Wash and soak the val dal for 6-8 hours. Then cook it in a pressure cooker (three whistles) until if soft but firm. Drain the excess water and set aside.
Add the ingredients listed under "to make the dough" to a bowl or stand mixer. Sprinkle water and knead to smooth dough. Set aside for 15 minutes and then divide it into 12 equal portions.
When the dough is resting, add all the veggies and the cooked val dal to a food processor. Process for 2 minutes to make a coarse stuffing mixture.
Heat oil in. a pan, add cumin followed by asafetida. Then add the coarse veggie mixture, followed by salt, turmeric, Kashmiri chili powder, garam masala, flaxseed powder and scramble to a non sticky mixture. Set aside to cool.
Add the grated paneer and cilantro, combione well and divide it into 12 equal portions.

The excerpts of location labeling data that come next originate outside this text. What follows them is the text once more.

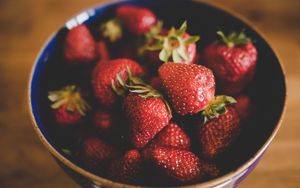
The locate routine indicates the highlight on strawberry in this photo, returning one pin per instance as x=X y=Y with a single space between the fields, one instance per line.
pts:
x=175 y=45
x=233 y=60
x=156 y=111
x=68 y=105
x=220 y=128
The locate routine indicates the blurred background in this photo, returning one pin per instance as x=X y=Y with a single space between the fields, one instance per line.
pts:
x=24 y=27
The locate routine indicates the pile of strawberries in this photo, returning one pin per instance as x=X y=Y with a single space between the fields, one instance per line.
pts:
x=175 y=125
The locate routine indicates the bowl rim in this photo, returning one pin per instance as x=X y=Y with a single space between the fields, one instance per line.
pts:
x=219 y=181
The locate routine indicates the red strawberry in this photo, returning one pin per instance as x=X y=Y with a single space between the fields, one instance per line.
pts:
x=68 y=105
x=180 y=165
x=127 y=168
x=137 y=20
x=80 y=46
x=233 y=61
x=103 y=121
x=103 y=51
x=221 y=127
x=172 y=136
x=244 y=106
x=156 y=83
x=190 y=87
x=112 y=30
x=174 y=45
x=96 y=152
x=146 y=116
x=106 y=73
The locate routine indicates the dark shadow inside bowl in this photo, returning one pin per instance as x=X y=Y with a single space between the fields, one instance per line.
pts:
x=268 y=88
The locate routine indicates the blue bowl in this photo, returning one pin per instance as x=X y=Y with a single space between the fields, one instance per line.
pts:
x=268 y=88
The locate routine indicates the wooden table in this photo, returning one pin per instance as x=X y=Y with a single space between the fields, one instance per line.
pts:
x=25 y=25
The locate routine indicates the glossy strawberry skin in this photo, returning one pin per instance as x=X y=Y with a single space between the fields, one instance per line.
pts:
x=96 y=152
x=146 y=118
x=127 y=168
x=65 y=117
x=156 y=83
x=180 y=165
x=105 y=72
x=103 y=121
x=172 y=136
x=80 y=46
x=219 y=133
x=233 y=67
x=190 y=88
x=191 y=49
x=103 y=51
x=137 y=20
x=244 y=106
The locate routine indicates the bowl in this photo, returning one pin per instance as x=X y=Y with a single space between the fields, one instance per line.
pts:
x=268 y=88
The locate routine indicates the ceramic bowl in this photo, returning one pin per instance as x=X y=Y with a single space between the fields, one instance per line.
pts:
x=268 y=88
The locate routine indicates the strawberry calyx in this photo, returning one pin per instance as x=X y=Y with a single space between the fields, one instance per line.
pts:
x=173 y=46
x=71 y=96
x=138 y=86
x=217 y=107
x=234 y=38
x=112 y=30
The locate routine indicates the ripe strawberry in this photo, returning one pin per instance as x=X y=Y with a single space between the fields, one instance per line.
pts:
x=190 y=87
x=172 y=136
x=103 y=51
x=244 y=106
x=138 y=20
x=80 y=46
x=127 y=168
x=180 y=165
x=103 y=121
x=96 y=152
x=172 y=46
x=233 y=61
x=220 y=128
x=105 y=74
x=156 y=83
x=68 y=105
x=146 y=116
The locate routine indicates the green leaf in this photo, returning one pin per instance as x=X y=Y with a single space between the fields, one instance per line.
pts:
x=157 y=46
x=175 y=56
x=164 y=55
x=190 y=40
x=182 y=29
x=182 y=52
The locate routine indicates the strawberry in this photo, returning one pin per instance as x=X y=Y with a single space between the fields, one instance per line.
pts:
x=232 y=60
x=103 y=121
x=175 y=45
x=127 y=168
x=146 y=110
x=112 y=30
x=180 y=165
x=146 y=116
x=68 y=106
x=96 y=152
x=138 y=20
x=172 y=136
x=244 y=106
x=220 y=128
x=103 y=51
x=80 y=46
x=156 y=83
x=189 y=87
x=105 y=74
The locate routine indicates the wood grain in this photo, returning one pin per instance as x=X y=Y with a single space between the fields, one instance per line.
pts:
x=25 y=25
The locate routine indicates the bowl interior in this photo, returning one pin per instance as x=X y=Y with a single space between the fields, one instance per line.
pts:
x=267 y=89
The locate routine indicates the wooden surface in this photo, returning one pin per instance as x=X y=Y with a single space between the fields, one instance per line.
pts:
x=25 y=25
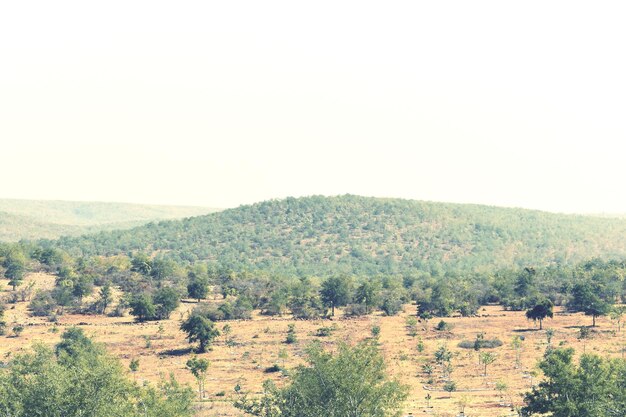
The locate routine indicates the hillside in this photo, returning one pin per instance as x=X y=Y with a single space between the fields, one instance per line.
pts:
x=38 y=219
x=359 y=235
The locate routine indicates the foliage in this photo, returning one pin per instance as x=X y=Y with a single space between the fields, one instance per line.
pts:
x=594 y=387
x=351 y=235
x=351 y=382
x=540 y=311
x=45 y=384
x=200 y=329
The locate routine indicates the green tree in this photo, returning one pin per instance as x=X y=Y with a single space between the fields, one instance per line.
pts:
x=142 y=307
x=166 y=300
x=106 y=297
x=486 y=358
x=91 y=384
x=199 y=368
x=596 y=387
x=335 y=292
x=200 y=329
x=15 y=266
x=540 y=311
x=585 y=298
x=198 y=288
x=368 y=294
x=350 y=383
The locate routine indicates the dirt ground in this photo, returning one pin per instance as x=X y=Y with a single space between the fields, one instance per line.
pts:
x=254 y=345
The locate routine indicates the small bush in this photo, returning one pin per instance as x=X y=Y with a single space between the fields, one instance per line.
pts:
x=324 y=331
x=443 y=326
x=272 y=369
x=291 y=335
x=355 y=310
x=375 y=331
x=480 y=344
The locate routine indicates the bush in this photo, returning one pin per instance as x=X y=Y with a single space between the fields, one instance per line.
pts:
x=324 y=331
x=480 y=344
x=357 y=373
x=272 y=369
x=43 y=304
x=355 y=310
x=443 y=326
x=89 y=382
x=291 y=334
x=391 y=306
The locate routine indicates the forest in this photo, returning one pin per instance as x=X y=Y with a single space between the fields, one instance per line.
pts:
x=313 y=259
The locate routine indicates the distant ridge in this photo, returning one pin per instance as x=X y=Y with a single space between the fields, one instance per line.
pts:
x=321 y=236
x=39 y=219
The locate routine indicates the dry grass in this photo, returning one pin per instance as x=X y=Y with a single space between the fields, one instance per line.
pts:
x=258 y=342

Take a portion of the dough and roll into a 4.5 to 5-in disc. Place a portion of the val dal veggie mixture and gather the ends to seal. Roll into a ball.. Repeat with the remaining portions.
Take a portion of the foilled dough. Slightly flatten it and roll into a 8-in disc dusting with flour as necessary. Repeat with all the dough portions.
Heat a cast iron pan. Place a rolled paratha and cook for a minute. flip and brush with ghee, cook for 30 seconds. Flip and brush with ghee. Cook for 20 seconds. Remove from the flame. Repeat with the remaining parathas.
Serve warm or at room temperature with pickle and/or yogurt.